Nell’Uno, infatti, non c’è paura. Non occorrono recinti, steccati, reti di protezione. Non occorre autodifesa. La paura scaturisce dal “due”, dal “tre”, dal “quattro”, dai “molti”, ecc. Più esattamente nasce dal senso di separazione. Quando l’altro – o gli altri – vengono percepiti come talmente altri da figurare come una minaccia. Allora da una parte c’è il pastore, da un’altra le pecore, da un’altra ancora il lupo: nessuno appartiene a nessuno, nessuno è in comunione, ciascuno è staccato dall’altro, ciascuno si sente autorizzato a vivere “per se stesso”, e quindi anche a difendere con ogni mezzo la propria vita, a trattenerla, a metterla al sicuro. Il mercenario, ci dice qui Gesù, non si sente “uno” con le pecore e perciò pone se stesso al centro. Non conosce. Non sa di essere parte di una Vita più grande, in cui sono compresi anche gli apparenti “altri”. Di conseguenza non ama. Non si dona. E’ tutto intento a cercare di conservare la propria vita per sé.

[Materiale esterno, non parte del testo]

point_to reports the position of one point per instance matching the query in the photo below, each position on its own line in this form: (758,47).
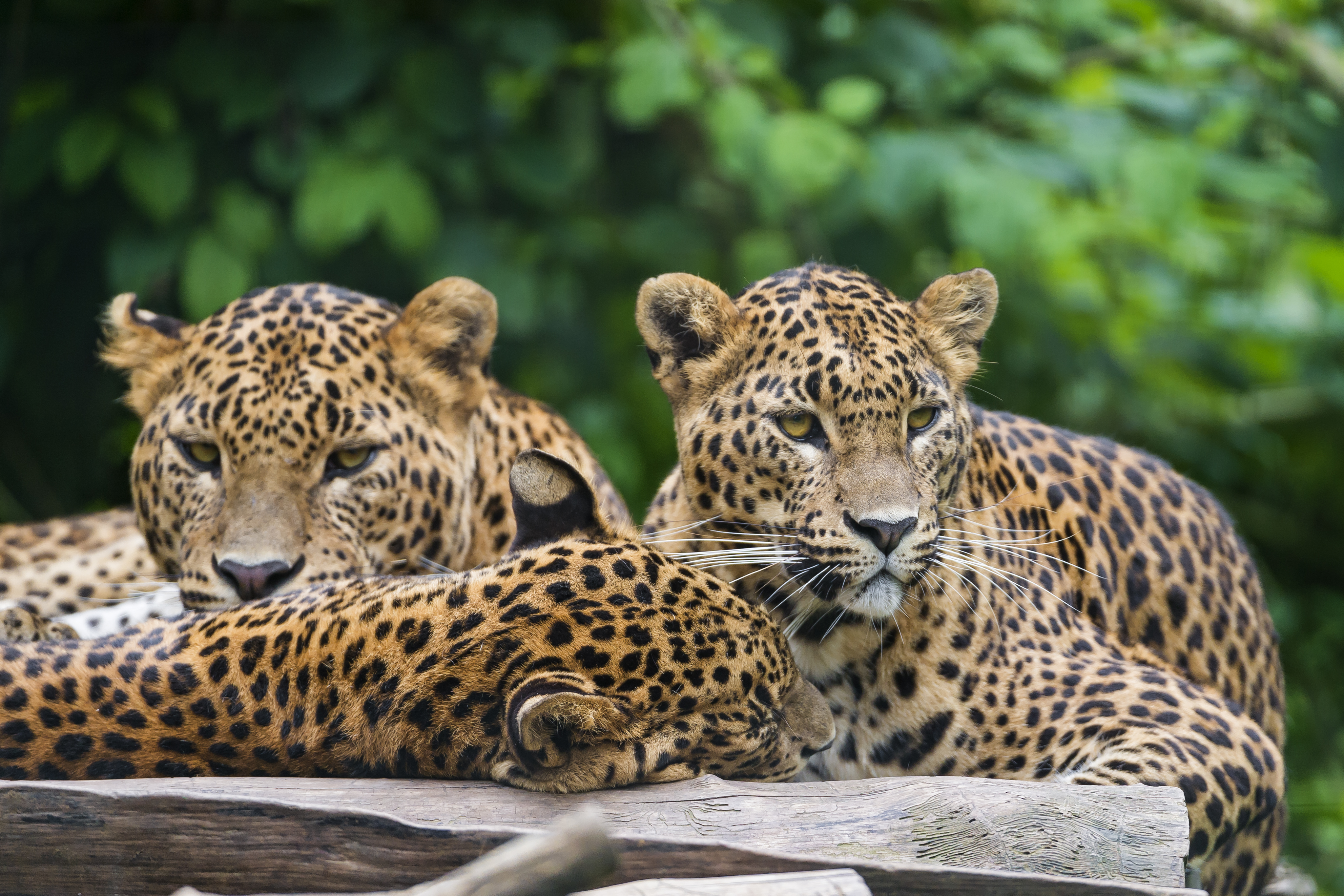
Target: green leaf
(338,202)
(810,154)
(1020,50)
(140,264)
(760,253)
(161,176)
(332,69)
(155,109)
(652,76)
(213,274)
(343,198)
(245,221)
(410,215)
(86,147)
(737,121)
(854,101)
(996,213)
(905,172)
(431,82)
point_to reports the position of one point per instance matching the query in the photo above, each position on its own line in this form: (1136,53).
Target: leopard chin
(878,598)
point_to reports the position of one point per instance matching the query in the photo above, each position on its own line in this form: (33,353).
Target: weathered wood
(570,855)
(241,836)
(1112,833)
(810,883)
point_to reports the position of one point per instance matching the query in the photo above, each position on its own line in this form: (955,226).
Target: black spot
(111,769)
(73,746)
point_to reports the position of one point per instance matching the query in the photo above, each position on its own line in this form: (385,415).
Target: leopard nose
(881,533)
(814,751)
(257,581)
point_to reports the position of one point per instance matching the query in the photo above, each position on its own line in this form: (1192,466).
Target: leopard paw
(23,625)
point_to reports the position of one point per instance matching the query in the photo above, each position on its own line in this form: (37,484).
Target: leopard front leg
(18,624)
(1138,725)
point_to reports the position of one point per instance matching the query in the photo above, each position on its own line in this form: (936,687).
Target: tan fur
(959,310)
(282,381)
(1061,605)
(148,356)
(591,662)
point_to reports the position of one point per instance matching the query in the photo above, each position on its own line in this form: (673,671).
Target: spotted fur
(984,596)
(581,660)
(280,382)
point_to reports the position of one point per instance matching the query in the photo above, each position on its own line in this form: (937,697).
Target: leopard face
(820,409)
(581,660)
(306,433)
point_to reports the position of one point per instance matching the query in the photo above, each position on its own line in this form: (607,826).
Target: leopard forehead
(835,340)
(279,369)
(838,345)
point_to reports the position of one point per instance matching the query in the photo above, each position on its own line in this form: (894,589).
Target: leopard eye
(204,453)
(800,426)
(921,418)
(350,459)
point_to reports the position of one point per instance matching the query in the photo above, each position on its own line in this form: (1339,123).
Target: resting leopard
(302,434)
(974,591)
(581,660)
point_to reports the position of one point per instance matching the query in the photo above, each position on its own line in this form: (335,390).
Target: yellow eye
(800,426)
(921,417)
(204,452)
(350,459)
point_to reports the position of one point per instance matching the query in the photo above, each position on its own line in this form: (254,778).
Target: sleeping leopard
(302,434)
(582,660)
(974,591)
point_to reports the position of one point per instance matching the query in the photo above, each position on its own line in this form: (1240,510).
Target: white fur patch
(162,604)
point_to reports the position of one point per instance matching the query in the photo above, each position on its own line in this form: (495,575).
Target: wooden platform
(904,836)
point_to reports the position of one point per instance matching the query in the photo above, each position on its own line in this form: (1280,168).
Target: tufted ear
(146,346)
(443,342)
(683,317)
(960,310)
(553,502)
(552,711)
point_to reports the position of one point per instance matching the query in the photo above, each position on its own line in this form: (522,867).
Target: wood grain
(564,859)
(248,836)
(808,883)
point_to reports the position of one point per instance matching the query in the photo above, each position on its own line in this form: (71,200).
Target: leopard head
(820,412)
(303,433)
(640,669)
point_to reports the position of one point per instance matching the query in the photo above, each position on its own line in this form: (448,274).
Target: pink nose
(885,535)
(260,581)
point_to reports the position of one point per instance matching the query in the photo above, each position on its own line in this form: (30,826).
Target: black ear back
(552,502)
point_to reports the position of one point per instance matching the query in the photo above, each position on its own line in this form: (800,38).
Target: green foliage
(1160,202)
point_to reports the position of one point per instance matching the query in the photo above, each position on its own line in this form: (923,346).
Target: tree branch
(1319,62)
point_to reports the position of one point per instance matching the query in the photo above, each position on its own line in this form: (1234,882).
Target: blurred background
(1159,187)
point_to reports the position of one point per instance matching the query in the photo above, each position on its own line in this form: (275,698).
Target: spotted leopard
(581,660)
(302,434)
(976,593)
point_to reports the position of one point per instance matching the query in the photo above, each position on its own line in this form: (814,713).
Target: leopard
(581,660)
(975,591)
(302,434)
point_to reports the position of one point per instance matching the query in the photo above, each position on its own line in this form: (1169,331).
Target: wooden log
(562,860)
(845,882)
(244,836)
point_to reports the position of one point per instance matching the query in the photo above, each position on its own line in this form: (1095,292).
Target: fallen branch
(574,854)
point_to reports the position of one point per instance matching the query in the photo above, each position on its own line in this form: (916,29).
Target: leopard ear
(683,319)
(553,502)
(441,345)
(552,711)
(960,310)
(144,346)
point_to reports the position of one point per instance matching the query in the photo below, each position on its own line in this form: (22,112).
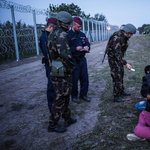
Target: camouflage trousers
(62,88)
(117,73)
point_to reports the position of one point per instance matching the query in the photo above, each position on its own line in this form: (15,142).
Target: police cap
(64,16)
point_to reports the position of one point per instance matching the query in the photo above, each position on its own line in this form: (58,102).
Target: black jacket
(145,90)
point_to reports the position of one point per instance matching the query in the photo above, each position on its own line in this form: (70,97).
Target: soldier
(116,48)
(79,47)
(61,72)
(51,23)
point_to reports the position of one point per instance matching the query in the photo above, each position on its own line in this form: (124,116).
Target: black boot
(70,121)
(76,100)
(125,94)
(118,99)
(148,106)
(56,128)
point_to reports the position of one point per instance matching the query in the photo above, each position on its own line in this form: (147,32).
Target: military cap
(77,20)
(53,21)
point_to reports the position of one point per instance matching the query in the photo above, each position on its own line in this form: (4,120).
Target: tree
(73,9)
(100,17)
(8,25)
(143,26)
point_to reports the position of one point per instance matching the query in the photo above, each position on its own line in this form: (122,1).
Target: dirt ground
(24,113)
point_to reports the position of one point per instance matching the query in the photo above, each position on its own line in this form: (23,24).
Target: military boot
(56,128)
(76,100)
(118,99)
(70,121)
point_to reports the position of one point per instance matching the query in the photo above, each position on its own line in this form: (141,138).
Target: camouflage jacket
(117,46)
(58,48)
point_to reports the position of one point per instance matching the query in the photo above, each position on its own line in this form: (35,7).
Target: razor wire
(22,8)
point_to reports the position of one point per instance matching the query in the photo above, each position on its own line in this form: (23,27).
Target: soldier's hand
(78,48)
(148,97)
(86,48)
(128,66)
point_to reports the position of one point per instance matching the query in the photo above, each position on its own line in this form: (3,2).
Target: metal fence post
(83,26)
(99,32)
(35,31)
(15,35)
(92,30)
(96,32)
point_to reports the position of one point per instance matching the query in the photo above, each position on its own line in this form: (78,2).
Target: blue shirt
(77,39)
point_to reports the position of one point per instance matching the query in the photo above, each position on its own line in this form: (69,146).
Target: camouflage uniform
(58,46)
(116,49)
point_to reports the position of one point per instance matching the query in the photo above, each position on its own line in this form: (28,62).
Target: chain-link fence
(20,43)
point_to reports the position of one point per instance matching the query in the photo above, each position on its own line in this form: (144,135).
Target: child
(142,130)
(145,91)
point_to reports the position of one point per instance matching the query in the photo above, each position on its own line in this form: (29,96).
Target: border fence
(20,42)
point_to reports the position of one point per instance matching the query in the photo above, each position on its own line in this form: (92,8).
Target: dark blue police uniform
(80,72)
(43,46)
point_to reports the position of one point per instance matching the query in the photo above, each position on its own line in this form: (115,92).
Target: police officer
(116,48)
(79,47)
(51,23)
(58,46)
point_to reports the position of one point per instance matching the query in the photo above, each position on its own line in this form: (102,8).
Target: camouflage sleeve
(117,50)
(62,43)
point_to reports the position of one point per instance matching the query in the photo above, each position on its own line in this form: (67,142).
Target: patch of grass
(116,120)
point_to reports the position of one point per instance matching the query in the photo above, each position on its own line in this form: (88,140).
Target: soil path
(23,105)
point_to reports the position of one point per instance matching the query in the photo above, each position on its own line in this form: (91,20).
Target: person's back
(61,70)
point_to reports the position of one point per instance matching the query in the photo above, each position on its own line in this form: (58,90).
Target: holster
(78,59)
(58,69)
(148,106)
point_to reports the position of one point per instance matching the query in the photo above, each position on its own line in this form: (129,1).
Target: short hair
(50,24)
(147,68)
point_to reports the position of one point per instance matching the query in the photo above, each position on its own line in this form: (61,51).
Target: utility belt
(45,61)
(78,59)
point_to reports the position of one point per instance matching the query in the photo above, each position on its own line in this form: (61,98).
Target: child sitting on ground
(145,91)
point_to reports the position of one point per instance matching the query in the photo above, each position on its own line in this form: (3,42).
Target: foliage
(74,10)
(100,17)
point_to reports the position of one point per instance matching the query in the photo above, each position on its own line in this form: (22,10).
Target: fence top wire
(22,8)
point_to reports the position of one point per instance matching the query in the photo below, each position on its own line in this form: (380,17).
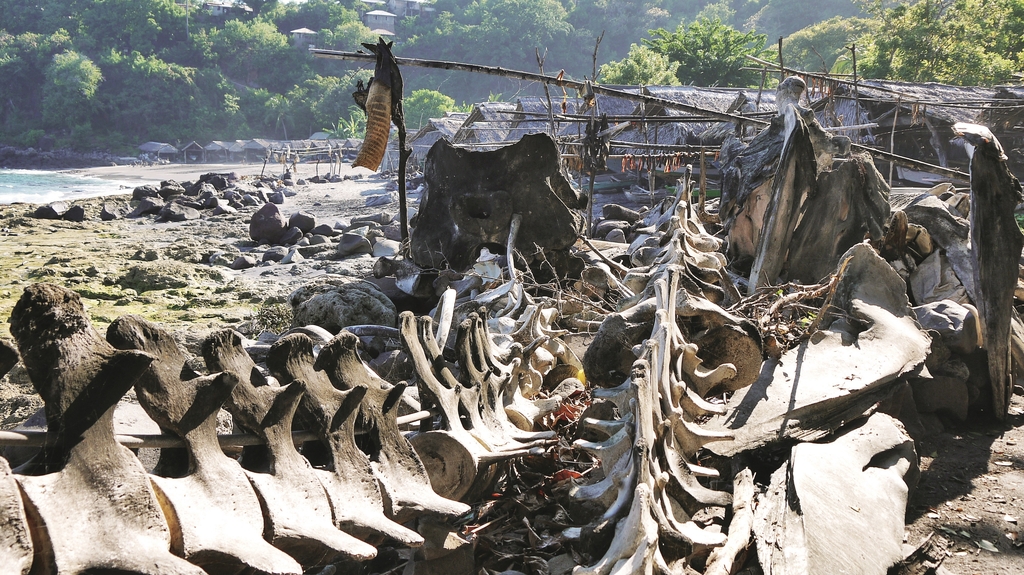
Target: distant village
(912,120)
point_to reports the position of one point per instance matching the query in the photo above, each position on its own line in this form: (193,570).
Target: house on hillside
(302,38)
(433,130)
(226,8)
(380,19)
(161,150)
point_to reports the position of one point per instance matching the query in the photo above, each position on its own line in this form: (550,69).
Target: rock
(956,325)
(303,220)
(143,191)
(75,214)
(145,207)
(52,211)
(293,257)
(174,212)
(392,231)
(267,224)
(337,304)
(380,218)
(275,254)
(616,212)
(291,236)
(941,394)
(386,248)
(244,262)
(615,235)
(113,212)
(352,244)
(218,181)
(324,229)
(170,188)
(383,200)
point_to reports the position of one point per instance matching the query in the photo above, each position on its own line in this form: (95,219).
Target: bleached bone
(297,512)
(403,480)
(216,519)
(456,456)
(15,541)
(8,357)
(351,487)
(89,480)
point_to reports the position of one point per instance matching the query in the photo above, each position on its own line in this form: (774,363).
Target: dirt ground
(971,489)
(971,492)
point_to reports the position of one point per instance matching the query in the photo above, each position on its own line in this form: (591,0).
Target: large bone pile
(720,440)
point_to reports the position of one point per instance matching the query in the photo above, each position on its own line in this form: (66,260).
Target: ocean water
(39,186)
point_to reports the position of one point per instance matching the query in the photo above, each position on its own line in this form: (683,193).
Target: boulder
(275,254)
(74,214)
(170,188)
(143,191)
(352,244)
(113,212)
(303,220)
(338,304)
(174,212)
(52,211)
(291,236)
(244,261)
(145,207)
(267,224)
(386,248)
(324,229)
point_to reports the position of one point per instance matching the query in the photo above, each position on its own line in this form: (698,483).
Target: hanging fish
(378,105)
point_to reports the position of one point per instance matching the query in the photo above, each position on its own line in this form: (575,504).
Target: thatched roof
(487,123)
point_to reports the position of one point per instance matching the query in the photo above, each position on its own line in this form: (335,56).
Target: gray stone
(941,394)
(145,207)
(352,244)
(75,214)
(147,190)
(303,220)
(615,235)
(174,212)
(337,304)
(383,200)
(244,262)
(956,325)
(291,236)
(386,248)
(267,224)
(275,254)
(113,212)
(324,229)
(52,211)
(616,212)
(380,218)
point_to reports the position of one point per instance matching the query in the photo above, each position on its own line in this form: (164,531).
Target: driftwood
(216,516)
(995,244)
(839,504)
(867,341)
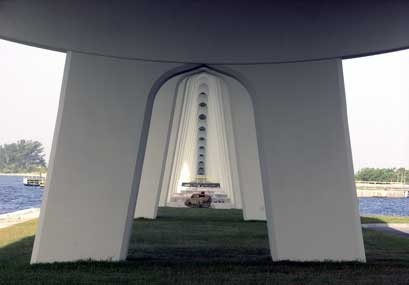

“Ma tra voi non sia così” (cfr Mc 10,43). Voi non siate dei mercenari. Delle persone che non sanno di essere “una cosa sola” con la Sorgente e con il resto della creazione, e che quindi si sentono autorizzate a muoversi orientandosi verso ciò che appare più conveniente nell’economia del loro io. Siate invece come il buon-bel pastore, che sa di ricevere la propria vita dal Padre. E sa che se continua ad essere “una cosa sola” con la pienezza di quella Sorgente, non potrà mai davvero perdere la propria vita, perché anche quando sembrerà perderla la vedrà fruttificare. Come nel bellissimo mosaico di S. Clemente a Roma, in cui la croce coincide con l’albero della vita. Infatti, se si è un tutt’uno con la Fonte, ci si può forse disseccare o inaridire? Può il tralcio che rimane collegato alla vite smettere di ricevere linfa e di portare frutto?
Gesù conosce il Padre. E conosce anche le sue pecore. Sa che, come lui, tutti gli esseri ricevono la vita dalla stessa Fonte e che tutti hanno al centro di sé la stessa vocazione all’amore.
Per questo nel discorso del cap. 15 ci ricorda il “comandamento” di “amarci gli uni gli altri”, la legge scritta nel cuore che ciascuna/o è invitata/o a riscoprire dentro di sé. E ci ricorda che “nessuno ha un amore più grande” del “dare la vita”. “Dare la vita per i propri amici” (Gv 15,13). Ma chi sono i propri amici? Chi osserva il suo comandamento, dice. Ovvero chi pratica l’amore. Chi lo riconosce al centro di sé. Quindi potenzialmente tutti. Perché tutti scaturiamo dalla stessa Sorgente, che ci comunica vita e amore insieme, indissolubilmente uniti. Certo, possiamo dimenticare, possiamo diventare dei mercenari anche noi. Possiamo “non conoscere”, “non riconoscere” quanto inscritto in noi. Ma anche in questo caso non perdiamo del tutto la vera natura del nostro essere e possiamo sempre “tornare a casa”, “convertire” il nostro sguardo, tornare a sentire Chi vive al centro del nostro essere. E se, guidati da Gesù e dal suo esempio, “conosciamo” e “riconosciamo” di essere “Uno” con la Sorgente dell’amore e della vita, possiamo anche “conoscere” e “riconoscere” di essere “un solo gregge” e “un solo pastore” con tutta la creazione. E allora saremo in grado anche di “dare la vita”, di non trattenerla per noi. Di avere cura gli uni degli altri. Di essere dono.